Eco-friendly food packaging is getting exciting recently thanks to innovations that are inspiring packaging designers around the world. From store-bought products to take-out and delivery food, eco-friendly packaging can be integral to helping the environment.
People in their 40s can remember a time when McDonald’s used plastic-based foam containers for its marquee burgers like the Big Mac. McDonald’s was one of the first large companies to switch to paper-based products for takeout. Over time, they even stopped bleaching their trademark white paper bags; all that began in 1990. Today, McDonald’s is still a leader in the takeout industry and has gone on record with a pledge to have 100 percent of its packaging renewable, recyclable or certified sources by 2025.
Many restaurants in the takeout industry are switching to unbleached cardboard boxes with vegetable-based inks for branding, thanks to consumers being savvier about the impact of takeout packaging.
And products on store shelves are getting inventive updates, too. Companies like Carlsberg Brewing have tried paper-based "bottles" for beverages and other liquids with great success. Further innovation has led to things like plastic wrap for foods made from algae which replenish quickly in the sea.
Australia’s food packaging is some of the most innovative in the world. They embrace creative container design and new uses of products like paper, plant-based resins and other recyclables, but not just because they're forward-thinking. The Aussie government has mandated that 100 percent of the country’s food packaging must be recyclable, compostable or reusable before 2025.

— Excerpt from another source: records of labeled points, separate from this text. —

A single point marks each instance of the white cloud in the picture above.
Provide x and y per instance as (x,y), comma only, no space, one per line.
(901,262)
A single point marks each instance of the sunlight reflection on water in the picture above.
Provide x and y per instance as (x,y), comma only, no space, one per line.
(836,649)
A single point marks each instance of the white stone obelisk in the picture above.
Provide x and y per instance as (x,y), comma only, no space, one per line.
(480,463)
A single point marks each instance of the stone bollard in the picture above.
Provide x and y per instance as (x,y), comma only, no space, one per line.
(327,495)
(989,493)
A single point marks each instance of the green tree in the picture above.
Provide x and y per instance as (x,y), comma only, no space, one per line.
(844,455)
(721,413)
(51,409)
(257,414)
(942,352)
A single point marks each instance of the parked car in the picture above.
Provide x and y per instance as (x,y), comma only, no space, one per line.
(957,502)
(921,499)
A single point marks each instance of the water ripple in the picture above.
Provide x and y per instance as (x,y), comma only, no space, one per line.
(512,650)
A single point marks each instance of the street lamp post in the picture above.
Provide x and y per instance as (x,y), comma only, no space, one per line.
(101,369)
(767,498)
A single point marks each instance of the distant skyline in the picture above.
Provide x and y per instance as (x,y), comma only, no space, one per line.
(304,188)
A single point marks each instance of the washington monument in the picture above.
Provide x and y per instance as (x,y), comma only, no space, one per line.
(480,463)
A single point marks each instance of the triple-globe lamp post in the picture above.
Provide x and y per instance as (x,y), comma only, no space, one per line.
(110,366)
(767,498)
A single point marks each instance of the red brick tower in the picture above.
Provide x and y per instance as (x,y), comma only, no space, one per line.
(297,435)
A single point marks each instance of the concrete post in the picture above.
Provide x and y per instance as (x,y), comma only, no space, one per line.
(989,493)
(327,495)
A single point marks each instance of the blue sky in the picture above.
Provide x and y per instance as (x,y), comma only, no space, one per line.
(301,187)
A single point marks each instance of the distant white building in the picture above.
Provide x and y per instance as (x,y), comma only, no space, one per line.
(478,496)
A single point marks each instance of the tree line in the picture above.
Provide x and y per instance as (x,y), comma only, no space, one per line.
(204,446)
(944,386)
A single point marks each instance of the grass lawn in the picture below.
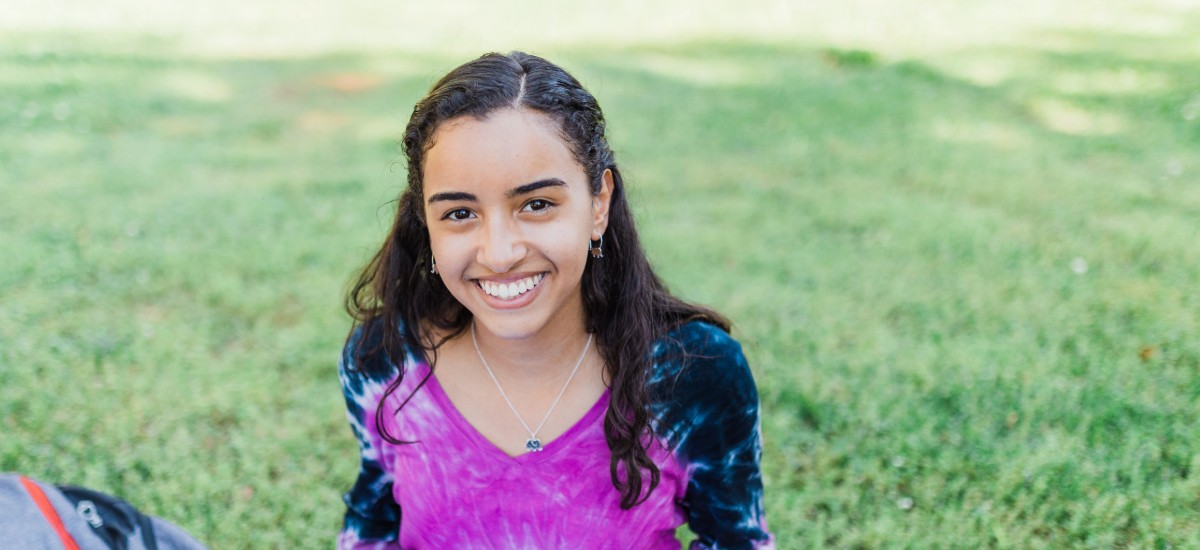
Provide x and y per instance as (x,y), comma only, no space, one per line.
(960,244)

Countries around the world are realizing they must act to reduce the impact that trash is having on the planet. When trash doesn’t biodegrade or compost, it’s a long-term problem they are forced to find space for. Non-friendly packaging is an eyesore and a logistical nightmare. A collaborative report from a few departments of the U.S. government listed the time it takes for some packaging to break down in the environment. They include:
- Glass bottle: 1 million years.
- Plastic beverage bottles: 450 years.
- Aluminum can: 80-to-200 years.
- Plastic bag: 10-to-20 years.
It’s not just Australia taking a strong stance. Morocco has already entirely banned plastic bags in the country. In Kenya, one faces a possible four-year jail term or a hefty fine for the use or sale of plastic bags. China has cracked down on plastic bags, too.
The point is that laws are changing and companies that don’t lead the way by embracing eco-friendly packaging now will soon be perceived as dinosaurs. By being a part of the solution today, it doesn’t just save the planet, it demonstrates corporate responsibility and states company values loud and clear.
The argument that going green with products and packaging is financially unprofitable for companies no longer holds water, either. A 2015 Nielsen study showed that 66 percent of global respondents were willing to pay more for enviro-friendly packaging, a number that has surely risen as consciousness has increased.
Even luxury brands like Gucci and Louis Vuitton are promoting their sustainable packaging. Trash is being turned into desirable, trendy furniture and other products. Sports industry leader Nike boasts that it has saved over 3 billion plastic bottles from reaching landfills since 2010, thanks to using recycled polyester in making clothing from plastic. It uses plastic to kit out the U.S. National Soccer Team, and every team uniform is made from at least 16 plastic bottles for its shirts, socks and shorts.
Society has learned the hard way that convenient packaging was inconvenient to the planet. Today, the best packaging is either part of a brave new future of using waste to make innovative products, as Nike has done, or a return to the old ways, making packaging so appealing it's reused endlessly. Both, it seems, are great strategies for companies playing to win.